Ó Maonlaí’s set was one of the most spellbinding musical moments I have witnessed so far this decade, plain and simple. He re-worked the trad ditty “Lilly of the West” and framed the lyrics to have that melody carry a love story on Lake Pontchartrain, a brackish estuary located in southeastern Louisiana.
From there, he zig-zagged from a Nina Simone song to Burt Bacharach’s “What the World Needs Now,” a brilliant pub singalong if ever there was one!
With the next few tunes, he took it to church with a jaw-dropping read of Bob Dylan’s gospel masterpiece “I’m Pressing On.”
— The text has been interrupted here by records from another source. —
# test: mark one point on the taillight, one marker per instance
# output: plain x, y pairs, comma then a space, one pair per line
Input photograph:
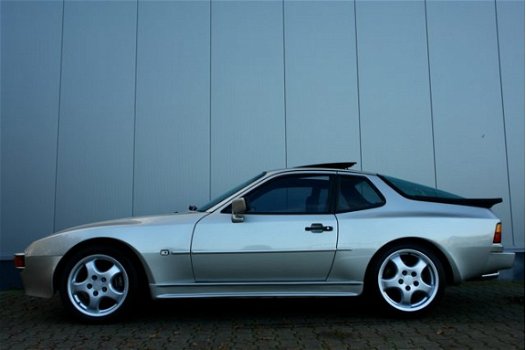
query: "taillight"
20, 260
497, 237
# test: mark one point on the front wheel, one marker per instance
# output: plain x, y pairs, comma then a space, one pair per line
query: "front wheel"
98, 284
408, 279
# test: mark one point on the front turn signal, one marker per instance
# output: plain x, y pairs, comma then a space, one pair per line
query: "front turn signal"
497, 237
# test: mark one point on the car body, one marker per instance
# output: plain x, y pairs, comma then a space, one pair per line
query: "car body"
319, 230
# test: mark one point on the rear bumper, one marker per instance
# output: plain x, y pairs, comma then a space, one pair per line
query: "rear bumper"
498, 261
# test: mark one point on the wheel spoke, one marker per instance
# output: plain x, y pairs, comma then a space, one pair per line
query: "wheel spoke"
408, 280
399, 263
114, 294
420, 266
406, 297
425, 288
112, 272
98, 285
390, 283
79, 287
91, 268
94, 302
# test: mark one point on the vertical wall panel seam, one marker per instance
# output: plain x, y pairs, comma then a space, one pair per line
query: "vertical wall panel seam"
135, 109
284, 81
430, 95
358, 85
504, 123
210, 104
58, 115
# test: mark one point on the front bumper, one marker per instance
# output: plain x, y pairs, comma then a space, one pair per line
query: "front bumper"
37, 276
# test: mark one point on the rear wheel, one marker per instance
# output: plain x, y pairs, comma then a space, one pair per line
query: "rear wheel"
98, 284
408, 279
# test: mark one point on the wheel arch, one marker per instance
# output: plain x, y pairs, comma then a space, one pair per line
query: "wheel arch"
433, 247
131, 253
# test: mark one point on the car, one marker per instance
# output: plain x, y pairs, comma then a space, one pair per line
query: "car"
315, 230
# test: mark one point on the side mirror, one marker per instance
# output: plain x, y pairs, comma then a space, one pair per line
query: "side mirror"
239, 207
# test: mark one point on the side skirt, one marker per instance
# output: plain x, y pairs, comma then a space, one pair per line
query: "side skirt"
255, 289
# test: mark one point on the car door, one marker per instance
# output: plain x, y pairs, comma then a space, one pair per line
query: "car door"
289, 233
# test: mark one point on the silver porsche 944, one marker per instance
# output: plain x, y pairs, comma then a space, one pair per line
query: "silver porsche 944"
319, 230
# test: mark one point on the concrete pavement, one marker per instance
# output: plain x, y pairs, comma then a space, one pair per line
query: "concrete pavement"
475, 315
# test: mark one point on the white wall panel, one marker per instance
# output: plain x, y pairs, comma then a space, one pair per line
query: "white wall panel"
173, 106
247, 119
321, 86
95, 163
511, 38
397, 134
469, 131
30, 36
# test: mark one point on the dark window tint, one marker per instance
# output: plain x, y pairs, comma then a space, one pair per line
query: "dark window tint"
290, 194
413, 190
357, 193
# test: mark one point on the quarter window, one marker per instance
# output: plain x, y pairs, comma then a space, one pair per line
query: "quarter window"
291, 194
357, 193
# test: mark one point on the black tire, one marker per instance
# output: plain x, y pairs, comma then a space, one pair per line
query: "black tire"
98, 284
406, 279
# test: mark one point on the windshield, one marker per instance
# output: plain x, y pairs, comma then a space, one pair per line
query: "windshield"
412, 190
229, 193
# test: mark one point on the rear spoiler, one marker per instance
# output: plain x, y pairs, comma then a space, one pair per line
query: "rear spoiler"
472, 202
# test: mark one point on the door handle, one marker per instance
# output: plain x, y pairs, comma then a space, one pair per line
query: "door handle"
318, 228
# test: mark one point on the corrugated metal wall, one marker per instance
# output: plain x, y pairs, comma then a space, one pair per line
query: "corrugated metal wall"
120, 108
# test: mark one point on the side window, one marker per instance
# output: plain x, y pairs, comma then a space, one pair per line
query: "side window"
357, 193
291, 194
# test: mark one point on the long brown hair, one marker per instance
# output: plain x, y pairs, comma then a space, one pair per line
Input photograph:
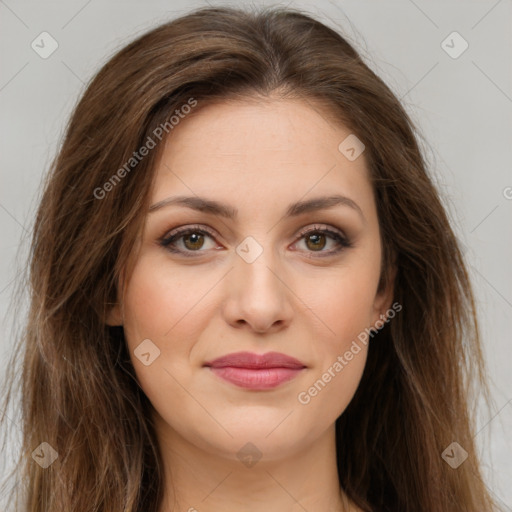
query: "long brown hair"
79, 392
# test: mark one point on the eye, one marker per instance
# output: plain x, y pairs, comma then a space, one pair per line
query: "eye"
315, 239
192, 239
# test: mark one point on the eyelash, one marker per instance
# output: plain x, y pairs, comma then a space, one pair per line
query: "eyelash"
168, 241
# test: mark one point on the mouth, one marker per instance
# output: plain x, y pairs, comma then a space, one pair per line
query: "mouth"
253, 371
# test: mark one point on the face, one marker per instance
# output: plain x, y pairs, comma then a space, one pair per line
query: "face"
258, 275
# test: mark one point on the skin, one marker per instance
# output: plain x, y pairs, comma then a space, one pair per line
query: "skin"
258, 157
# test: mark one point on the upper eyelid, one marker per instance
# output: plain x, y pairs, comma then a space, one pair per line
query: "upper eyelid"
317, 226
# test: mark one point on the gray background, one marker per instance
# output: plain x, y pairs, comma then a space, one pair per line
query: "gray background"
463, 106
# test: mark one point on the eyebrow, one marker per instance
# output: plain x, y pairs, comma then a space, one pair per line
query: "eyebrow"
223, 210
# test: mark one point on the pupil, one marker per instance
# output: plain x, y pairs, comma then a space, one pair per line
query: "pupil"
315, 239
195, 243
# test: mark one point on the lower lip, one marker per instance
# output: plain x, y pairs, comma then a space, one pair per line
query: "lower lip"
265, 378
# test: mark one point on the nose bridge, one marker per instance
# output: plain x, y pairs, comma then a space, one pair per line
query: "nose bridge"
255, 291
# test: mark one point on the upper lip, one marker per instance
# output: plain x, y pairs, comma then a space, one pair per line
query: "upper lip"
255, 361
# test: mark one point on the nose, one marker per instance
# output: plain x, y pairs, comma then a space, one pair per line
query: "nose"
257, 296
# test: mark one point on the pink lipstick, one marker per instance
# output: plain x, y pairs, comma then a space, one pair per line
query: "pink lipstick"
254, 371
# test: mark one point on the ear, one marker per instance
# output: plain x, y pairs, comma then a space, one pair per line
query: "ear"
114, 316
384, 296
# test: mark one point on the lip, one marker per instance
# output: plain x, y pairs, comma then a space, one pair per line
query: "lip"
255, 371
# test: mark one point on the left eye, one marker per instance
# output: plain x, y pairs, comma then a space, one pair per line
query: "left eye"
192, 240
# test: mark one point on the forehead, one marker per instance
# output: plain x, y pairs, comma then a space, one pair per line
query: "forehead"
263, 150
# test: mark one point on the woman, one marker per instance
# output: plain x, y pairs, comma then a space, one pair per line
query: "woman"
246, 294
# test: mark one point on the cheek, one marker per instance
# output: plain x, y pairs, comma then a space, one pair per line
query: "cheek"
162, 305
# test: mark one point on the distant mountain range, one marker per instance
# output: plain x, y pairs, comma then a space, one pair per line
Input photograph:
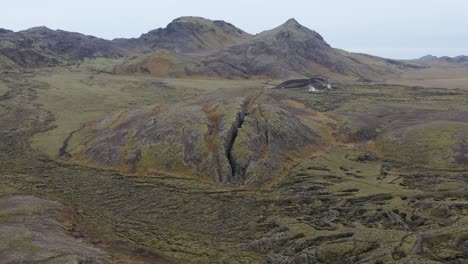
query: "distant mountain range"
457, 59
198, 47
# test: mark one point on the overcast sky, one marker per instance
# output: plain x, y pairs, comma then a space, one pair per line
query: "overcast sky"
394, 28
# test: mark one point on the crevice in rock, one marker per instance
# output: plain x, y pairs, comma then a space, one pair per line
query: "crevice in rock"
235, 131
63, 148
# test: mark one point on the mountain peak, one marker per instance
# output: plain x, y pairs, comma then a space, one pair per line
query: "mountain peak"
38, 29
191, 19
429, 57
291, 22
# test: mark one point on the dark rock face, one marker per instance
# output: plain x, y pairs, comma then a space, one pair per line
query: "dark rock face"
39, 47
188, 34
428, 57
319, 83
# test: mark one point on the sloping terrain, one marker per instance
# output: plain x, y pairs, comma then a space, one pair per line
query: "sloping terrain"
187, 35
111, 162
228, 140
290, 50
351, 201
43, 47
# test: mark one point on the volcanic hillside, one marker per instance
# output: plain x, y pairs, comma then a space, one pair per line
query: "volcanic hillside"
290, 50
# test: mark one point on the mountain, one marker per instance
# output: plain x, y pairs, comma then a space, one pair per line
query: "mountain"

“I’m pressing on to the higher power of the Lord,” he wailed, rescuing the spirituality of this St. Patrick’s Day from the boozy suds of this little bar.
Ó Maonlaí’s read of Van Morrison’s obscure “The Master’s Eyes” from A Sense of Wonder was a religious experience.
For any of you kicking yourselves that you missed these shows (and you should!), Ó Maonlaí will return in November when he brings a new show to Lincoln Center. It is a performance piece based on his album Rian.
“Michael Keegan Dolan of Fabulous Beast Productions worked with me on it,” he says. “He does this really good, energetic, thought-provoking stuff. He’s wanted to get in touch with his own Irish roots for a long time.
“We worked for two months with eight dancers and five musicians. We made 105 moves and made this two-hour show. It’s really good.
“It had its Dublin Theater Festival debut last October and went to London as well. We start up in May. We are taking it to Australia, Germany, Cork, England, and Sweden before New York. People at Lincoln Center are really happy with it.”
Described as “one of the most daring and highly original dance theater companies in the world” by The London Times, Fabulous Beast collaborated with Ó Maonlaí, drawing inspiration from Rian, which means “mark” or “trace” in Irish.
Rian the show is a celebration of Ireland’s roots and traditions. Performing to Ó Maonlaí’s beautiful score, which mixes Celtic sounds with elements of world music, Keegan-Dolan and the cast of eight dancers and five musicians (including Ó Maonlaí himself) tap into Irish traditions with influences from across the globe.
Ó Maonlaí closed the show with “Don’t Go,” his signature tune from his Hothouse Flowers days about losing a friend in a freak motorcycle accident. It was a sparse arrangement tickled on an electronic piano on this night, allowing the singer to howl in a pain that still seemed raw all of these years later.
He’s cautiously optimistic that the band that made him famous will launch something in the near future.
“We’re really starting to inch closer to making another record,” he says of Hothouse Flowers. “I think its time we did. You just have this feel that everyone is ready and not too busy with other things at the moment. I just keep doing my own thing, and when the calls come through for the Flowers, I can make it work.”
One of the biggest thrills of the night is to see a masterful musician play music for the love of music itself.
“I feel victorious in my life because I get to do what I do,” he says.
Seeing him live in such an intimate setting made us all feel a bit victorious!